Debt-relief talks restart in Greece, amid pressure to lower interest rate




ATHENS, Greece — Greece’s prime minister resumed talks late Thursday with top bank negotiators to try and overcome obstacles to a major debt-relief deal needed to avoid bankruptcy.

Premier Lucas Papademos held a two-hour meeting with Charles Dallara, managing director of the Institute of International Finance, a banking lobby, and Jean Lemierre, senior adviser to the chairman of French bank BNP Paribas

( Thanassis Stavrakis / Associated Press ) – CORRECTS YEAR IN DATE Consumers have a look at a carpet shop’s window as the signs read ‘’Sell out due crisis’’ in Athens, Thursday, Jan. 26, 2012. Greece’s prime minister will hold new talks with representatives of the country’s private sector creditors on a crucial euro100 billion ($129 billion) debt writedown.

Private bondholders are being asked to forgive half their Greek debt, and in return accept cash payments and new bonds with longer maturities. The deal is required for a second international bailout with a looming €14.5 billion bond repayment on March 20 that carries a serious threat of bankruptcy for Greece.

Top eurozone officials are pressing private bondholders to accept the new bonds at a lower interest rate.

A senior Greek government official said, despite delays in concluding the negotiations, Greece was still aiming to submit its formal offer for the bond-swap deal to banks and other private creditors by Feb. 13.

A second person with close knowledge of the talks told The Associated Press that Papademos and Dallara discussed “technical and legal issues” of the proposed deal and that meetings were set to continue in Athens Friday, possibly at a lower level of representation from the IIF.

Both asked not to be named because the negotiations are ongoing.

Dallara resumed the talks in Athens for a third successive week.

Eurozone countries have taken a tough stance with the IIF because they would have to provide additional help to Greece if the bond-swap deal falls short of expectations.

“To ensure debt sustainability for Greece, it is essential that a new program be supported by a combination of private sector involvement and official sector support,” William Murray, an IMF spokesman, said late Wednesday.

Murray said the IMF has not asked the European Central Bank, which holds more than €40 billion ($52 billion) in Greek government bonds, to play any specific role in relieving Greece’s debt pile.

The ECB, as a public sector holder of Greek debt, is protected from any writedown.

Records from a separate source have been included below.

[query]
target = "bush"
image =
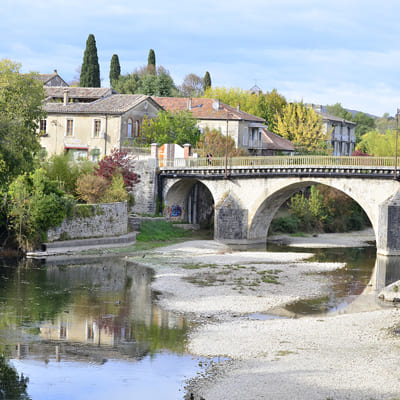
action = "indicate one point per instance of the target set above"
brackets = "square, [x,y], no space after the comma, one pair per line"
[290,224]
[91,188]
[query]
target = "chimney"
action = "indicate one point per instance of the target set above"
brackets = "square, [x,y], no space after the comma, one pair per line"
[187,150]
[66,99]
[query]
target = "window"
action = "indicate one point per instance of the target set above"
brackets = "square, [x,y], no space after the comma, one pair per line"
[130,127]
[43,126]
[245,136]
[96,128]
[69,128]
[137,128]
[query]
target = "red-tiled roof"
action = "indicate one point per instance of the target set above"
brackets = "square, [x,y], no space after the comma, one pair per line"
[205,108]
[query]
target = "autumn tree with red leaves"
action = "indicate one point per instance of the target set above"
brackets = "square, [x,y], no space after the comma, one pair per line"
[118,162]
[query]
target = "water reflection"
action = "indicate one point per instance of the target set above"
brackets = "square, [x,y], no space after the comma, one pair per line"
[95,312]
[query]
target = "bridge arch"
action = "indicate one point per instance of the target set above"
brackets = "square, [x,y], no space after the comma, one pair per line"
[261,220]
[189,200]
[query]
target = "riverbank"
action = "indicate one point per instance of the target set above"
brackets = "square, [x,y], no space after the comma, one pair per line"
[343,356]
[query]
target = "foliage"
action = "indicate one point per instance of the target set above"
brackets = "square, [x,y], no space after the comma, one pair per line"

“The Fund has no view on the relative contribution of private sector involvement and official sector support in achieving” the target of cutting Greece’s debt-to-GDP ratio to 120 percent, Murray said.

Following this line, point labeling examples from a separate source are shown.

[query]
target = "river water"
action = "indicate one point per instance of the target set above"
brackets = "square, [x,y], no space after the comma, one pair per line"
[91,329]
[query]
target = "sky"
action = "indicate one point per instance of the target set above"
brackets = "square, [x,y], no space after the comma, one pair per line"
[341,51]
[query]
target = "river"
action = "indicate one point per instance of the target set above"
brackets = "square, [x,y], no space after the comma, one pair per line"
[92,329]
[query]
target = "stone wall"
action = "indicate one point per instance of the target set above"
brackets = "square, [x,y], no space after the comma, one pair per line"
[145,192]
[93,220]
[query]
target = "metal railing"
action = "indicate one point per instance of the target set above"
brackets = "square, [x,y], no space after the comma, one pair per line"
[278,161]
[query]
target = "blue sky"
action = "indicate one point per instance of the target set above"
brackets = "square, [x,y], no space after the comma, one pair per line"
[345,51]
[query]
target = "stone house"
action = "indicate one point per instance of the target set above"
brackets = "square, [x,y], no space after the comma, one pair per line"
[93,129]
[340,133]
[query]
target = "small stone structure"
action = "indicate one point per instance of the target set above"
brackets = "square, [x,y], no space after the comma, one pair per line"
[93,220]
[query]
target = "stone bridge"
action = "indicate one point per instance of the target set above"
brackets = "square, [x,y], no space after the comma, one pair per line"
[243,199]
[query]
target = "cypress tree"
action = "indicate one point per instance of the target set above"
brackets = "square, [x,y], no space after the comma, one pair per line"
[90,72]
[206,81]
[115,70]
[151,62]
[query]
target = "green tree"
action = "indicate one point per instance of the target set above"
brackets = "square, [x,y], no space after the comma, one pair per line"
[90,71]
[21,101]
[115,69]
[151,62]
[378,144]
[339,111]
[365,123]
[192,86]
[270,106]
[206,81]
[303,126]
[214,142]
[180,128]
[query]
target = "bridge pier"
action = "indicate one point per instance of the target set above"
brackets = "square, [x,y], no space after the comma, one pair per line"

Greece is currently surviving on a €110-billion loan package from eurozone countries and the International Monetary Fund, and has been promised an additional €130 billion in rescue aid if the bond-swap deal goes through.

EU-IMF debt inspectors are currently in Athens for talks with the Papademos government, to set conditions for the second package that are expected to produce more austerity measures in the recession-hit country.

Hardship facing many Greeks has spurred a huge drop in support for the country’s Socialist party, which won the last general election in 2009 with nearly 44 percent of the vote, and formed a coalition government with rival conservatives two months ago.

A nationwide opinion poll published Thursday found support for the Socialists has dropped to 12 percent, just behind three opposition left-wing parties.

The VPRC survey for the Epikaira news magazine gave the conservatives 30.5 percent support. Sample data was not immediately available.